For Beauford Delaney, art was an internal necessity. Art mattered greatly to him and it can be said that his visually absorbing paintings reflect his own identity as a human being. The major stimulus of his work is the act of painting. His work speaks to the continual relevance of paint and canvas. He explores the boundaries between representational and abstract modes, which need not be inconsistent. There is a sense of intimacy, a truth to his pictorial gestures. His marks and lines give depth to flatness, bending form to the needs of inner content. Lightness seems to emanate from within the surface of his paintings and comes towards us, an inner illumination and spirit, especially noticed in his rich yellow grounds.

There is much to be gained from repeated looking at Delaney’s art of the 1950s and 60s at Levis Fine Art. On entering the exhibit Beauford Delaney: Internal Light in the gallery on West 24th Street in Chelsea, New York, we discover the recurring balance between the profound humanity of Delaney himself and the products of imagination that unfolded from his mind’s eye. His spirit and the world around him are experienced in paintings modest in size, scaled to small studios. With a range of formal complexity, richly colored threads of paint are interwoven in both quietly contemplative portraits and alternate abstractions, suggesting layers of absent selves.

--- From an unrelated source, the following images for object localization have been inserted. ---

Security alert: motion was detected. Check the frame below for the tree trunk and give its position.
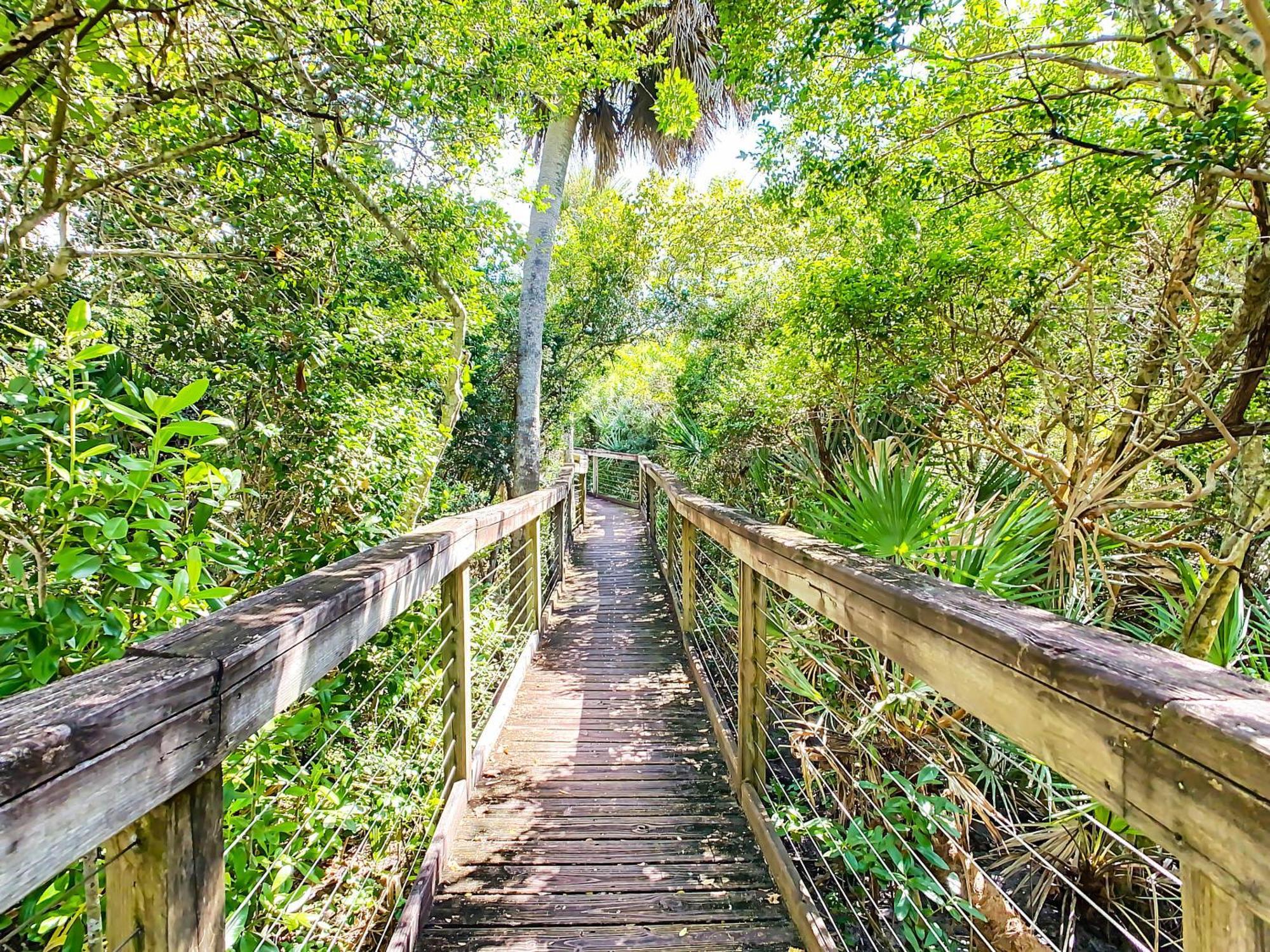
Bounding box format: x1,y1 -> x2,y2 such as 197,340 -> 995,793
512,107 -> 578,496
1181,437 -> 1270,658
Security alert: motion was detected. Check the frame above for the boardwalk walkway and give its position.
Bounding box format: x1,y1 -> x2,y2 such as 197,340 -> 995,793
420,500 -> 799,952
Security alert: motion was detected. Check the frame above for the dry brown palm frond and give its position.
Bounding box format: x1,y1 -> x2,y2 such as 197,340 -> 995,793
566,0 -> 749,182
578,90 -> 622,182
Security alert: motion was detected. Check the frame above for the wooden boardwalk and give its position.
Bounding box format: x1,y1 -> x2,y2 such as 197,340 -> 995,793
419,500 -> 800,952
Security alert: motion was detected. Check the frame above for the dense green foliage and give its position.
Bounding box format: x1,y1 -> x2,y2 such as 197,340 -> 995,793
0,0 -> 1270,949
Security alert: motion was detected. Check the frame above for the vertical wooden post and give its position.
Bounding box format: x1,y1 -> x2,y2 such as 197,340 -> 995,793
679,519 -> 697,635
648,484 -> 657,555
551,493 -> 573,585
737,562 -> 767,790
1181,863 -> 1270,952
662,508 -> 683,581
525,517 -> 542,631
105,764 -> 225,952
441,562 -> 472,782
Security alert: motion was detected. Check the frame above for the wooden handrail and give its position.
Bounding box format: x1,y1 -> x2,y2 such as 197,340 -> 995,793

In selecting two specific paintings from more than two dozen to discuss, viewers are offered a recognizable sensibility as well as an opportunity to observe Beauford Delaney’s working methods. Suggestive of drawing, perhaps the most abstract medium of art, both seem like writing. Composites of strokes give the paintings surface unity.

Untitled: Abstract in Black, Calligraphic Lines with Red, Diptych, probably completed in 1956, was inspired by an invitation from painter Larry Calcagno to join him on a trip to Ibiza, Spain. It is a gouache with thinly worked red color accents that seem to be lit from behind. Areas of wove paper show through. We also see in the overlapping ovals in black, perhaps a figure eight or spiral, a striking formal repetition that adds an aspect of coherence to his works and reveal the momentum of his brush in response to impulse.

Untitled: Abstract in Black, Calligraphic Lines with Red, Diptych
(ca. 1956) Gouache on wove paper
Signed lower left and lower right
© Estate of Beauford Delaney,
by permission of Derek L. Spratley, Esquire,
Court Appointed Administrator
Image supplied by Levis Fine Art*

Also gouache on wove paper, Untitled: Abstract in Red, Green, Ochre and Black was completed in 1962. It is a bold, modernist flat painting. As seen in synthetic cubism, planar segments of red and green overlap in some places and fit together in others. Strokes in varying directions extend the viewer’s attention across the painted surface. There are no defined focal points but it is possible to discern an implied human or figural presence in the drawn lines that emerge in black strokes from the maze of flat areas of the color complements. Delaney’s lines and shapes interlace with a sureness of paint application.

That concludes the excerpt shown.